2007-09-04 11:09 "atomic" 64-bit math on 32-bit ppc's? Matt Sealey
@ 2007-09-04 11:39 ` Gabriel Paubert
2007-09-04 12:31 ` Matt Sealey
2007-09-04 18:48 ` Scott Wood
0 siblings, 2 replies; 11+ messages in thread
From: Gabriel Paubert @ 2007-09-04 11:39 UTC (permalink / raw)
To: Matt Sealey; +Cc: ppc-dev
On Tue, Sep 04, 2007 at 12:09:22PM +0100, Matt Sealey wrote:
> Hi guys,
>
> Since this is a generic PPC coding question I figured I'd send it here.
> We're
> looking to make the small effort to get ZFS-FUSE working on PPC and there is
> a need (as is implemented on Solaris) for some 'atomic' math operations to
> ease multithreading in ZFS.
>
> The Solaris PPC code drop included most of these functions for 32-bit ops on
> 32-bit PPC architectures but the 64-bit operations are not present. What I
> a not clear on is the operation of lwarx and stwcx. and if they will work if
> you are doing operations on two words at a time.
No. There is a single reservation for a single word. You need to bracket
the 64 bit operations inside a spinlock on PPC32, and then select the
number /location of spinlock(s) based on your needs, from one global
per machine to one per 64 bit variable if you find excessive contention.
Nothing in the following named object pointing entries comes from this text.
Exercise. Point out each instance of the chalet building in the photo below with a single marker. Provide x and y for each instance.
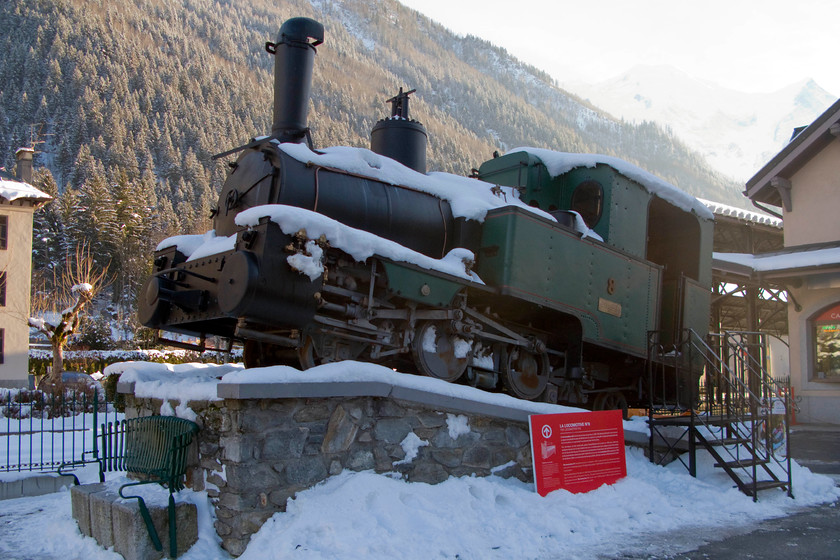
(802, 185)
(18, 202)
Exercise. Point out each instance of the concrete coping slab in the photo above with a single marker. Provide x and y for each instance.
(349, 389)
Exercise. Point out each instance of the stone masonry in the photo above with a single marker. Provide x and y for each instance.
(253, 454)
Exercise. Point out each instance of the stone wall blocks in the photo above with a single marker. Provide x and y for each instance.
(284, 443)
(280, 497)
(431, 419)
(341, 431)
(238, 449)
(386, 408)
(237, 502)
(222, 529)
(517, 437)
(236, 547)
(384, 462)
(250, 522)
(361, 461)
(450, 458)
(216, 480)
(305, 471)
(478, 456)
(444, 440)
(314, 411)
(251, 476)
(392, 430)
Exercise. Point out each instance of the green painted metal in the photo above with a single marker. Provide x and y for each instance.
(626, 225)
(156, 446)
(610, 292)
(415, 284)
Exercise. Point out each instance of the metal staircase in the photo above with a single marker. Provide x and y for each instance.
(716, 394)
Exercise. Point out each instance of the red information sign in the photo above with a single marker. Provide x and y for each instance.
(577, 451)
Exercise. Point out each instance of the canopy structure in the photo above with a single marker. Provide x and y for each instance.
(744, 299)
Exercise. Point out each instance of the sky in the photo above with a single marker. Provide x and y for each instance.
(746, 45)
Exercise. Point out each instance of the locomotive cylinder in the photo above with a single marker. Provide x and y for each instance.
(294, 59)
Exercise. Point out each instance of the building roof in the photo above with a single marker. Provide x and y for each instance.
(12, 189)
(771, 185)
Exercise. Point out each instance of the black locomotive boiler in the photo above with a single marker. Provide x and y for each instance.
(542, 276)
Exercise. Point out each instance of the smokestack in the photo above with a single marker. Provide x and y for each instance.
(399, 137)
(24, 164)
(294, 58)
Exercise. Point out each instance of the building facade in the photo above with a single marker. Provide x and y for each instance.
(802, 183)
(18, 202)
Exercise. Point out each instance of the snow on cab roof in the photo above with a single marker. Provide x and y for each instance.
(468, 198)
(13, 190)
(558, 163)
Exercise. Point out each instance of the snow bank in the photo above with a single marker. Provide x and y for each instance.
(183, 382)
(364, 515)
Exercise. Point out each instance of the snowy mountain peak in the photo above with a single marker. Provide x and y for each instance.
(737, 132)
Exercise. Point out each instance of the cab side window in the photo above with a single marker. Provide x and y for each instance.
(588, 201)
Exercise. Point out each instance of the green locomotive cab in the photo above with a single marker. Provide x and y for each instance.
(641, 264)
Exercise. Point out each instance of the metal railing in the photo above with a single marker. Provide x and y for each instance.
(40, 431)
(730, 404)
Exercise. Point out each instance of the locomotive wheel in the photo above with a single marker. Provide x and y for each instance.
(525, 374)
(611, 400)
(261, 354)
(434, 352)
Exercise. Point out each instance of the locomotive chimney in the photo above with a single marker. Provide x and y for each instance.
(399, 137)
(24, 164)
(294, 57)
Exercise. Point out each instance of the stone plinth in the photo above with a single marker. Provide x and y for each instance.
(265, 442)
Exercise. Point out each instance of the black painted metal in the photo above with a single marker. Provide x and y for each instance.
(294, 59)
(733, 420)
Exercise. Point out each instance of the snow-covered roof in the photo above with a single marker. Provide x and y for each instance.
(720, 209)
(783, 261)
(13, 190)
(558, 163)
(357, 243)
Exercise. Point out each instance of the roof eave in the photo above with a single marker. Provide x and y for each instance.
(768, 185)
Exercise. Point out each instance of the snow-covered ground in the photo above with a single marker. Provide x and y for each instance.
(368, 515)
(365, 515)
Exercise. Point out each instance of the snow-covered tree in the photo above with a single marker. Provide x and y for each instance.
(57, 313)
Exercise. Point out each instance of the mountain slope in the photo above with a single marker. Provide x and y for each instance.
(737, 132)
(151, 89)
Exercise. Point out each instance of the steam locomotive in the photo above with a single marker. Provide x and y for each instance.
(541, 275)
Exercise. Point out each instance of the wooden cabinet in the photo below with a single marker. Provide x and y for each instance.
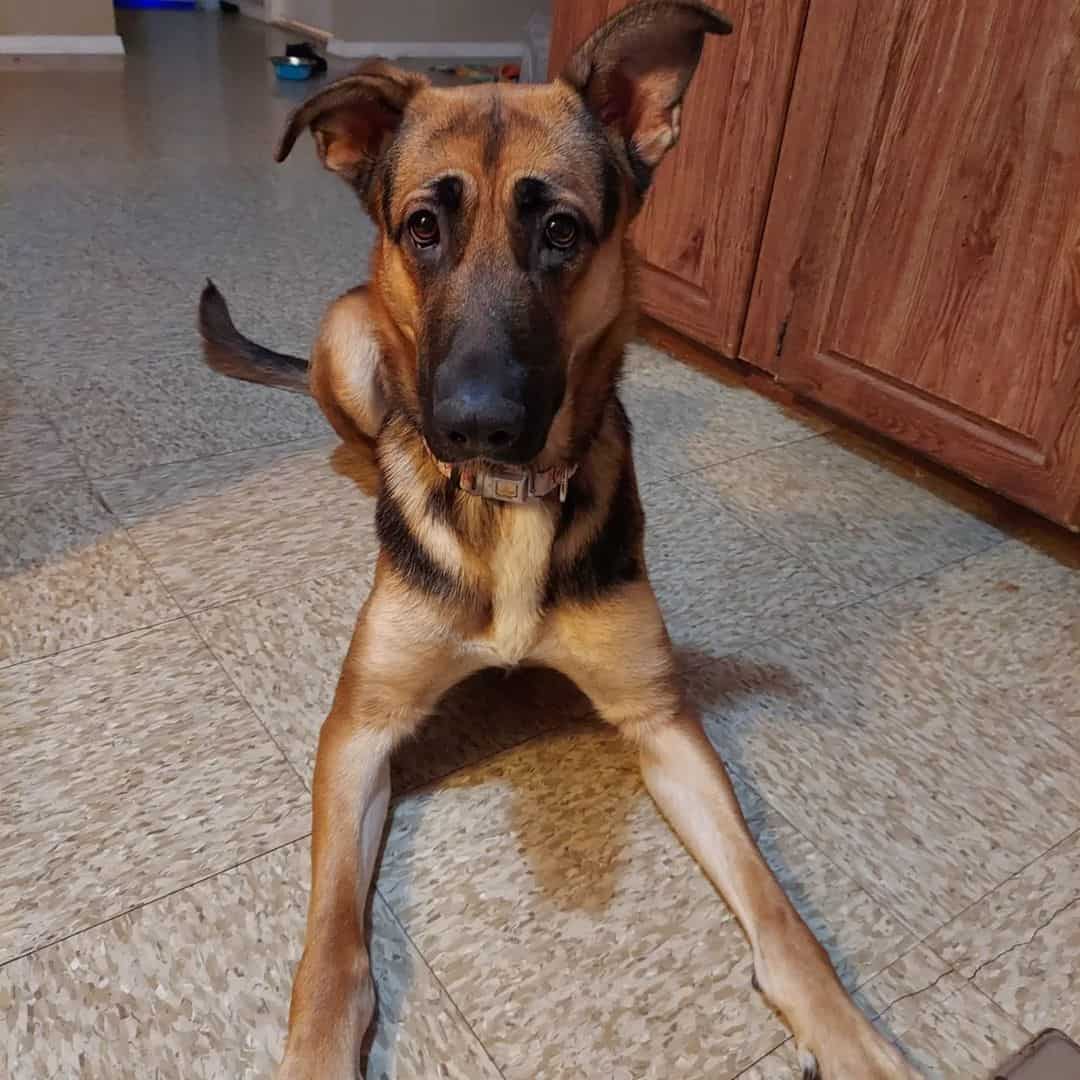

If you can limit yourself with 63 bit arithmetic (63, not 64) it is
possible to use one of the bits of the 64 bit value as a spinlock.
That's sometimes the best alternative (no additional fields in
structure) and it has the finest possible granularity.
>
> There has to be something somewhere that implemented these already (gcc??)
> and if anyone knows I'd love to know..
>
> --
> Matt Sealey <matt@genesi-usa.com>
> Genesi, Manager, Developer Relations
> /*
> * CDDL HEADER START
> *
> * The contents of this file are subject to the terms of the
> * Common Development and Distribution License, Version 1.0 only
> * (the "License"). You may not use this file except in compliance
> * with the License.
> *
> * You can obtain a copy of the license at usr/src/OPENSOLARIS.LICENSE
> * or http://www.opensolaris.org/os/licensing.
> * See the License for the specific language governing permissions
> * and limitations under the License.
> *
> * When distributing Covered Code, include this CDDL HEADER in each
> * file and include the License file at usr/src/OPENSOLARIS.LICENSE.
> * If applicable, add the following below this CDDL HEADER, with the
> * fields enclosed by brackets "[]" replaced with your own identifying
> * information: Portions Copyright [yyyy] [name of copyright owner]
> *
> * CDDL HEADER END
> */
> /*
> * Copyright (c) 2006 by Sun Microsystems, Inc. All rights reserved.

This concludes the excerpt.